The Precariousness Hypothesis

In addition to the state of health of mothers and their children, this increase could be partly correlated with that of precariousness. In the UK, a study in the medical journal BMJ Open published in 2019 thus showed that an “unprecedented increase in infant mortality between 2014 and 2017 disproportionately affected the poorest regions of the country” while “leaving the richest regions untouched”. In France, according to the latest available figures, Seine-Saint-Denis recorded five infant deaths out of 1,000 births in 2018, compared to an average of 3.6 out of 1,000 births in the rest of metropolitan France. A department strongly marked by the precariousness of mothers and their children. To these social disparities can also be added the origin of the mother. “Immigrants may have more difficult access to healthcare, either in their country of origin or when they arrive in France, notes Gérard-François Dumont, demographer and teacher-researcher at the Sorbonne. optimal can lead to complications at birth”. These women, who are often in less good health, may thus present risk factors: hypertension, diabetes, overweight.

But these arguments fail to shed light on the whole problem. In Italy, a country better ranked than France in terms of infant mortality, the average age of women at the time ofdelivery was even higher in 2017 than that of French women: more than 31 years. “There is probably not a single factor that explains it, but we need to understand why France knows it in particular”, notes Professor Jean-Christophe Roze, head of the neonatal medicine department at the Center Hospitalier Universitaire de Nantes. and co-author of the study published in Tea Lancet. However, a lot of data is missing to understand it: civil status data does not include medical data to know the weight of the infant at birth, for example. The mother’s state of health or care pathways are also not mentioned. While calling for a more precise knowledge of these risk factors, Gérard-François Dumont for his part underlines a point that distinguishes France from the rest of the good European students in terms of infant mortality: the healthcare system.

A healthcare system problem?

What if the increase observed was mainly linked to a degradation of the circuit? Between 1997 and 2019, 338 maternity hospitals out of 885 closed, according to a study by geographer Emmanuel Vigneron, a decrease of 40% in twenty years. “Abolishing maternity wards means weakening the monitoring of pregnancies in geographical areas where the health supply is already less”, considers the researcher. But this reasoning is not unanimous: Jean-Christophe Roze thinks that the increase in infant mortality could be one of the consequences of the degraded working conditions in these small establishments. “Today, we want to maintain maternity wards in certain places when we do not have the medical staff, he explains. This poses a problem, because we find ourselves in establishments with a deteriorated quality of care. “.

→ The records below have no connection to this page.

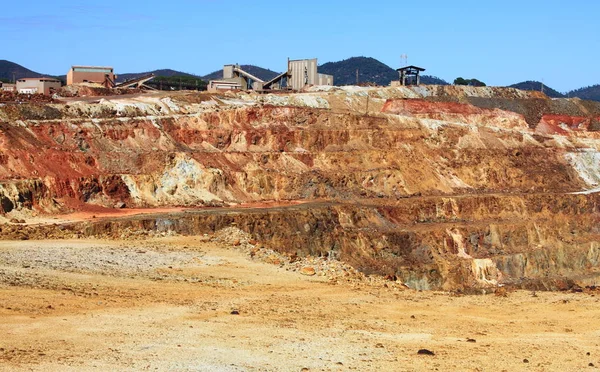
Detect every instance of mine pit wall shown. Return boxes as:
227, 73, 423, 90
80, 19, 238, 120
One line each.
2, 190, 600, 293
0, 88, 600, 291
0, 101, 597, 212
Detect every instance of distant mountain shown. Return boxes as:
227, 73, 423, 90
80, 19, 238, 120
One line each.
319, 57, 448, 85
117, 69, 200, 83
202, 65, 279, 81
567, 84, 600, 102
509, 80, 565, 98
0, 59, 48, 81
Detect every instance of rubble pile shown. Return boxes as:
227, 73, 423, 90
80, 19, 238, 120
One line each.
212, 227, 407, 289
0, 90, 56, 103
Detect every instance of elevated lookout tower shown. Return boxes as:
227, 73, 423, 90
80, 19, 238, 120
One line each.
396, 65, 425, 85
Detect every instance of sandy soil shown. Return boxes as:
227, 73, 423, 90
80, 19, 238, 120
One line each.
0, 237, 600, 371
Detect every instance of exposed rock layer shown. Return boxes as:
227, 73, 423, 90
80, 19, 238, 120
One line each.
0, 86, 600, 290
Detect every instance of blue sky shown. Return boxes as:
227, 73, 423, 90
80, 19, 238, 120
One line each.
0, 0, 600, 91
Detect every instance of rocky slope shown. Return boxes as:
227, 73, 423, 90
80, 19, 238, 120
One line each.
0, 86, 600, 291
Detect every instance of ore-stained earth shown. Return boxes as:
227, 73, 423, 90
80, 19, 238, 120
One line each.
0, 237, 600, 371
0, 86, 600, 371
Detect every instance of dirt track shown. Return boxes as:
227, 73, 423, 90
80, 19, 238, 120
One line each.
0, 237, 600, 371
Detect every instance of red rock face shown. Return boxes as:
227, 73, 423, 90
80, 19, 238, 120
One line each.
0, 87, 600, 291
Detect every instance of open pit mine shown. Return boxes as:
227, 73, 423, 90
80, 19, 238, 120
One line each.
0, 86, 600, 371
0, 86, 600, 291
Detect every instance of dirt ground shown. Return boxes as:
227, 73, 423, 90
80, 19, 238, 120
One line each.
0, 237, 600, 371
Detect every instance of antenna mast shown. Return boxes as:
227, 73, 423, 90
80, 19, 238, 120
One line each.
400, 54, 408, 67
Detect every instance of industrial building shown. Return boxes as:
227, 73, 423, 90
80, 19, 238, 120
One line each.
208, 58, 333, 91
0, 81, 17, 92
16, 77, 61, 95
391, 65, 425, 86
206, 80, 242, 92
67, 66, 117, 88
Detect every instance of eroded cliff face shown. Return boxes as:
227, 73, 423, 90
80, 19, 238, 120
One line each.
0, 86, 600, 290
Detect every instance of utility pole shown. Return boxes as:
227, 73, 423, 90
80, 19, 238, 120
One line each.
400, 54, 408, 67
542, 79, 544, 93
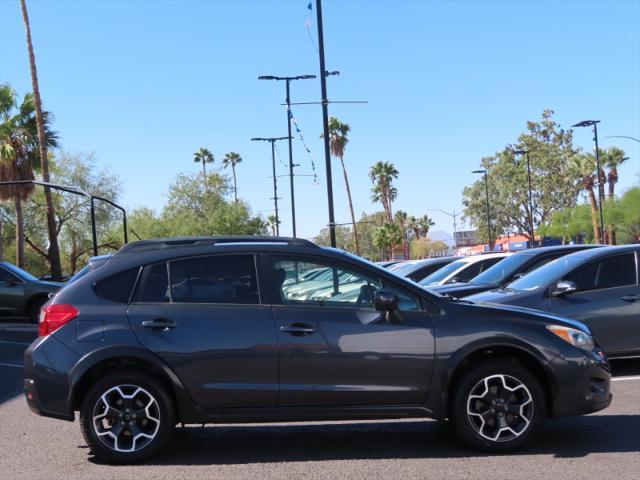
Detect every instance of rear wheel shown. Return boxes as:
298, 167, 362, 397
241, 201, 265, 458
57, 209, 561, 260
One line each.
80, 371, 175, 463
452, 359, 546, 452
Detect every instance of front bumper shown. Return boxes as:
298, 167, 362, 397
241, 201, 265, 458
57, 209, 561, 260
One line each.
23, 335, 80, 421
551, 347, 613, 417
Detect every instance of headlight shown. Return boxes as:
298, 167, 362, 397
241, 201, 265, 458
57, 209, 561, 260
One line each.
547, 325, 595, 351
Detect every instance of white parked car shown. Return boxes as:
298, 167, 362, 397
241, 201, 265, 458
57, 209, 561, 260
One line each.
420, 252, 510, 287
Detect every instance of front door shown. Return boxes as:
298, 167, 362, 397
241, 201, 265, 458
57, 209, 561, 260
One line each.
269, 255, 434, 406
549, 252, 640, 356
128, 254, 278, 408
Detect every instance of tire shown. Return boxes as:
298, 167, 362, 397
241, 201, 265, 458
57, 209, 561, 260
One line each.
27, 297, 47, 323
80, 370, 176, 464
451, 358, 546, 453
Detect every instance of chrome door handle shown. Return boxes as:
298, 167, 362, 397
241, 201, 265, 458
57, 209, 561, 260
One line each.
142, 318, 177, 332
280, 323, 316, 335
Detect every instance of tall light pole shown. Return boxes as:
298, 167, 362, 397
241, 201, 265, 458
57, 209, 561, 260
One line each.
513, 150, 536, 247
572, 120, 604, 243
251, 137, 291, 236
316, 0, 336, 248
471, 169, 493, 251
258, 75, 316, 238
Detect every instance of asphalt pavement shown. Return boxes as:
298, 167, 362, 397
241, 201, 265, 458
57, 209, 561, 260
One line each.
0, 324, 640, 480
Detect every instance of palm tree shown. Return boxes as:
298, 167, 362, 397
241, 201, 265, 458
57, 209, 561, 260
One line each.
0, 85, 58, 267
267, 215, 278, 237
418, 215, 436, 238
573, 154, 601, 243
407, 215, 420, 240
329, 117, 360, 255
604, 147, 629, 245
369, 162, 399, 222
222, 152, 242, 203
193, 147, 215, 193
373, 223, 402, 260
20, 0, 62, 280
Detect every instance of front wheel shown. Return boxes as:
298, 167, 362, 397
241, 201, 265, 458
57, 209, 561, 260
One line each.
451, 359, 546, 452
80, 371, 175, 464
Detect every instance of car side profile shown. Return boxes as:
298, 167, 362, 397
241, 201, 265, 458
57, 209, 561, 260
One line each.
0, 261, 63, 323
467, 245, 640, 358
24, 236, 611, 463
432, 245, 600, 298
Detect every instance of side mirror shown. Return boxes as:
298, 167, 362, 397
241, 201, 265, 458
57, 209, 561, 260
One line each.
373, 288, 399, 312
551, 280, 578, 297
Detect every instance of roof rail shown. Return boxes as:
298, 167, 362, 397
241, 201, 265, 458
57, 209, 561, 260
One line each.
115, 235, 318, 255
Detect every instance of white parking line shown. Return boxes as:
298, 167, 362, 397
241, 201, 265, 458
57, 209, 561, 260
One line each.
0, 362, 24, 368
611, 375, 640, 382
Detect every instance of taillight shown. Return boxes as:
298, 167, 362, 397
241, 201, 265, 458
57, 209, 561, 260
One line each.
38, 304, 78, 337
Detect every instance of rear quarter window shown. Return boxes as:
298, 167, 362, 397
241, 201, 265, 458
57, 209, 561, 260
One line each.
95, 268, 140, 303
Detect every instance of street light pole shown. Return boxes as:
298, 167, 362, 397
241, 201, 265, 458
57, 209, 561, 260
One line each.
258, 75, 316, 238
251, 137, 291, 237
316, 0, 336, 248
513, 150, 536, 247
471, 169, 493, 251
572, 120, 604, 243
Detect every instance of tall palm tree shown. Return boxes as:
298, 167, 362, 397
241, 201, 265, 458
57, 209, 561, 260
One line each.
0, 85, 58, 267
20, 0, 62, 280
222, 152, 242, 203
193, 147, 215, 193
418, 215, 436, 238
407, 215, 420, 240
329, 117, 360, 255
604, 147, 629, 245
369, 162, 399, 223
267, 215, 278, 237
573, 154, 602, 243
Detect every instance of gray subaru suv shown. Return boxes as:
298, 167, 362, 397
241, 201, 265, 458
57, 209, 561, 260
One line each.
24, 236, 611, 463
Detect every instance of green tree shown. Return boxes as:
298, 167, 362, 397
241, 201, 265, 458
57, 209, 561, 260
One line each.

For the pediatrician, the absence of practitioners in the most isolated French regions must lead to a public health choice. “The younger generation does not want to practice in these areas, and you cannot force them to do so, otherwise practitioners will turn to specialties other than perinatal, he believes. and choose: either we accept the risk that a birth in a somewhat isolated region may present, or we agree to travel a little further to go and give birth in a secure place”. And to cite the example of Finland: with its number of maternity wards lower than that of France, the country is doing better in terms of infant mortality. But in this decentralized system, much of the maternal and child care is provided by nurses with their own practice. “It is a debate that we must have on the organization of care, and which is likely to be difficult, continues the specialist. But to name it well, we will also need to have more precise information. ‘we determine where these deaths come from.